Editor's Note (The View From Here)

The Helicopters

September is here, the students are back … and so are the parents! Some of the biggest challenges faced by college administrators and staff are not the students, but the parents (a.k.a. helicopter parents, lawnmower parents, snowplow parents, bulldozer parents, cosseting parents) trying to control every aspect of their child’s life.

Being an involved parent is one thing, but over-parenting is a totally different issue. Helicopter parents believe that their intervention will protect their child, keep them happy and prevent struggles or failures. The issue is that struggles and failures are an important part of growing up and are necessary for developing life, coping and survival skills. Instead, many students are suffering from anxiety, low self-esteem and a lack of confidence, which will hamper their ability to handle what life is going to throw at them.

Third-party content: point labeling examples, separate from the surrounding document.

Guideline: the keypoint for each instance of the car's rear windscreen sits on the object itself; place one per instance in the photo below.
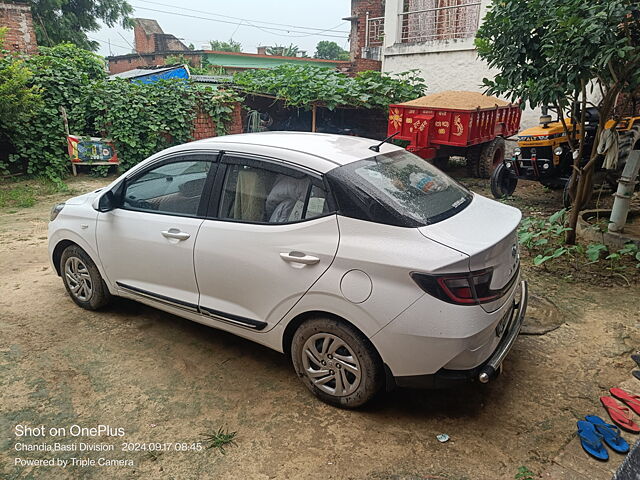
(397, 188)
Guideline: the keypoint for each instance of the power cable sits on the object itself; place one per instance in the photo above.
(305, 34)
(239, 18)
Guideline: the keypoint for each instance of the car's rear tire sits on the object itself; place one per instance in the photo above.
(336, 362)
(491, 157)
(503, 184)
(82, 279)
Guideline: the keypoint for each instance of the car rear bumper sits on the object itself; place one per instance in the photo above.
(483, 373)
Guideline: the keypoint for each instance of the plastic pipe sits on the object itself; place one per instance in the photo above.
(626, 185)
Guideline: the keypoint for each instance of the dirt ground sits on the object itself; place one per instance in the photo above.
(165, 379)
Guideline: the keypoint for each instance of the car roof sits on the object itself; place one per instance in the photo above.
(319, 151)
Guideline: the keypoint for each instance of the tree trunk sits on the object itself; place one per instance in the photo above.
(585, 178)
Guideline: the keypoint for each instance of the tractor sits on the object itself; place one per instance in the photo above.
(543, 154)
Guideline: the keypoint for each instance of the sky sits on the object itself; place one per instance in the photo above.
(251, 22)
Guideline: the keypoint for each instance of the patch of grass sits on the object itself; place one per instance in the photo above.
(220, 439)
(524, 473)
(22, 196)
(25, 194)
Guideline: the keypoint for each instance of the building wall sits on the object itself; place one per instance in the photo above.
(362, 57)
(20, 35)
(445, 65)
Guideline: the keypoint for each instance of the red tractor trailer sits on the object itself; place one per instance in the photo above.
(452, 123)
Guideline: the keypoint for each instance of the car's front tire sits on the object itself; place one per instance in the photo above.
(336, 362)
(82, 279)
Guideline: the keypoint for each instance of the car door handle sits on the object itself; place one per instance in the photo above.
(175, 233)
(299, 257)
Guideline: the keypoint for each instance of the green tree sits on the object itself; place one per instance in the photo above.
(330, 51)
(62, 75)
(561, 58)
(230, 46)
(68, 21)
(18, 97)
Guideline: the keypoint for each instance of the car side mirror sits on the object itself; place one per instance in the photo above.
(107, 202)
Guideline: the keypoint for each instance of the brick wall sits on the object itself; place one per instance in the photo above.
(364, 64)
(204, 127)
(20, 35)
(144, 43)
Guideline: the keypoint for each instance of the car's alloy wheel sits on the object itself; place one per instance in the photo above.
(331, 364)
(78, 279)
(82, 279)
(336, 362)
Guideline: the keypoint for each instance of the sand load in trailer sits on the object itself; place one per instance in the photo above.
(456, 123)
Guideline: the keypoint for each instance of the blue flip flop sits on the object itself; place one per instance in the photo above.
(610, 434)
(591, 440)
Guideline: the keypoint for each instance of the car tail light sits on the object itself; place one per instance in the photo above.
(460, 289)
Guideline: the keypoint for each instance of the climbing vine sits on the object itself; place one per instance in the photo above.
(141, 119)
(303, 85)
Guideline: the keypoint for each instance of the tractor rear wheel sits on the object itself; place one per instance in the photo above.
(441, 162)
(473, 160)
(492, 155)
(503, 183)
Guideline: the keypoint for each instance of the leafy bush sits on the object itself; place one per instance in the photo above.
(18, 98)
(62, 75)
(302, 85)
(544, 238)
(140, 118)
(145, 118)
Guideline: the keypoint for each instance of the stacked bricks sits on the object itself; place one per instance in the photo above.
(20, 35)
(204, 127)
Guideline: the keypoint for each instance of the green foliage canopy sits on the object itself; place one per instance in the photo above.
(18, 98)
(545, 50)
(328, 50)
(303, 85)
(68, 21)
(140, 118)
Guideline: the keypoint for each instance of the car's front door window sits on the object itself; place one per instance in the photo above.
(262, 195)
(173, 188)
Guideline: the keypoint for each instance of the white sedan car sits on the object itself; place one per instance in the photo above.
(364, 263)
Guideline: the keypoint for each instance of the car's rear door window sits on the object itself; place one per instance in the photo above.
(261, 192)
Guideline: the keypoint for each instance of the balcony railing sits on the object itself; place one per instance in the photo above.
(435, 20)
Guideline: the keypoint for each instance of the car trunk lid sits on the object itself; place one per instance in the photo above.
(486, 231)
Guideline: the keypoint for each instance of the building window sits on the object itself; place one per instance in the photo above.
(435, 20)
(375, 31)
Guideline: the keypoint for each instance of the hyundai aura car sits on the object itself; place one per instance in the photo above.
(367, 265)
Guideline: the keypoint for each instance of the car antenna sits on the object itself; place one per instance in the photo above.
(376, 148)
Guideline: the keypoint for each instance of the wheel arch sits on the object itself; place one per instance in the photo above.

Add to that the issues of entitlement and lack of personal responsibility. Many students (and parents) feel they are entitled to good grades (despite the fact that it is not uncommon for 30 to 40 percent of college students to skip any given class). They have no problem demanding professors lower their standards, or publicly complaining or harassing them (in person or online) if they don’t.

Each year when we do our survey on college housing, the number of housing directors who point to entitlement issues and issues with helicopter parenting grows. When asked the question, “What is the biggest change you have seen in residence halls in the last five years?” the answers are telling. The attitude of the students and parents; student and parent expectations; the maturity level of students; less independence and more students are having mom and dad handling their business.

Other surveys show that 93 percent of student affairs professionals reported an increase in interaction with parents in the last five years (Merriman, 2007). Seventy-four percent of parents communicate with their college-student children at least two to three times weekly, with fully a third communicating daily (College Parents of America Survey, 2006). A 2013 Clark University poll found that two-thirds of moms and more than half of fathers say they have some form of contact with their adult child almost every day.

Parental support is undeniably good. But personally I have never felt the need to live my children’s lives for them. It was my job to help them understand that sometimes they will fail, that there is value in hard work, that there is no elevator to the top and that once they reached the age of maturity, the responsibility was theirs — not mine.